Yesterday I got the results of my experiment. I was able to trim my electric usage from over 8 KWH a day to just 4.7 KWH per day. Some of that was just the natural transition of a hot August to a more mild September, but I think I can do even better for October.

At the price that I pay as part of the Con Edison Energy Solutions, Green Power Initiative, 5.64 cents per kilowatt hour, I paid just $8.46 for my actual electric usage. I'm not sure what the average is, but I think this is pretty low overall.

That's the good news. For the bad news, go below the fold


In addition to my actual electric usage charge of $8.46, there was a $12.07 "basic service charge" and then a supply charge of $19.97. At least the supply charge was based on actual usage - 12.8 cents per KWH.

That got me thinking - the actual power generation cost less than half of the cost of supply. That is the power (pun intended) of local energy generation. If we can move supply closer to the end user, we can potentially reduce total energy costs significantly.

Now turning to my gas bill, it shows zero usage, but I still pay $14.36 in basic service and tax charges.

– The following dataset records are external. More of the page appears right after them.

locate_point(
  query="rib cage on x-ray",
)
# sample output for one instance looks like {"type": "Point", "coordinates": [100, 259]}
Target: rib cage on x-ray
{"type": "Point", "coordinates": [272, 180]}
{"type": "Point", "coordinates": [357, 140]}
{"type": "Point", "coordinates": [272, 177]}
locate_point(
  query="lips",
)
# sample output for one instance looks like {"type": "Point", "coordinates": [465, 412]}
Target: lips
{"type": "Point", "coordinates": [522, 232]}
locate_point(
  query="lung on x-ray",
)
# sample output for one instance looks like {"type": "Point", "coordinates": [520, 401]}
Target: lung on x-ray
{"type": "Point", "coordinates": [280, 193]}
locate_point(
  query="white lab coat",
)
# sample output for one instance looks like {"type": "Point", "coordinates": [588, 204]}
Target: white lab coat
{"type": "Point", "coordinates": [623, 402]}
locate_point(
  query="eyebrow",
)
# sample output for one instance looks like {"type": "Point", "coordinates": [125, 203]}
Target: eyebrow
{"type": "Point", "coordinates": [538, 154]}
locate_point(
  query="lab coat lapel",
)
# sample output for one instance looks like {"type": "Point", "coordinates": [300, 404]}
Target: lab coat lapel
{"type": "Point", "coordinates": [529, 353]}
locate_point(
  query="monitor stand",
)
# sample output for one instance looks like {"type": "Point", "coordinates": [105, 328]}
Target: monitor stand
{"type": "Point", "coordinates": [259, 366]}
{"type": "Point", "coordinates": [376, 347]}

Now I do cook, but I still haven't used even 1 CCF of cooking gas in the last 3 months.

So total Con Ed bill for
August: $64.89
September: $50.31

So the question is: How many KWH do you use per month?

It's also the power of living small. How many rooms in your apartment, PeakGuy? I imagine that it's not more than three, given that you live in Manhattan. If your three-room bill was about $60, imagine someone who lives in a 12-room McMansion. That's $240 per month on electricity alone. Then there's the issue that apartments (surrounded as they are by other people's apartments) hold their heat far better than detached single-family houses. Then there's the issue that single-family houses can only be accessed by automobiles, and on and on and on.
The New Jersey Board of Public Utilities has recently launched a website on green power options: New Jersey CleanPower Choice. Jersey residents, check it out!
that's like the Con Edison Solutions Green Power program. Definitely the right thing to do.
We've been on Con Edison Solutions Green Power for going on a year now. We've been locked in at 12.6¢/kW-hr. With the tax exemption on the delivery portion of the bill and the $25 rebate, it came out to about $20 extra for the whole year. That's less than 6¢ a day!
Super G: You mean you paid an extra $20 for the year, or saved that much on your bill?
Green Power costs $20 more per year than conventional power.
I think this is interesting from a national perspective, what we pay and how the rates vary.

FWIW, my most recent bills for a southern California condo, with no heat used show:

  147 kWH electricity, over 32 days, at a total cost of 18.08
  22 therms gas, over 28 days, at a total cost of 30.84

total damage 48.92 ... spitting distance from your bill.

Details - kenmore energy star fridge, old gas kenmore dryer, gas stove.  The usual mix of fluorescent and incandescent lamps, efficient and inefficient "minor appliances."

Maybe you would be interested by the $600 solar kit:

Thanks for the link. So let's see I use about 4 KWH a day x 7 days a week = 28 KWH a week. The $600 kit would give me 1KWH per week. I bet that would power my radio and a few hours of computing a week. But despite the gap, I think it would be good to have something inbetween full electricity and no electricity!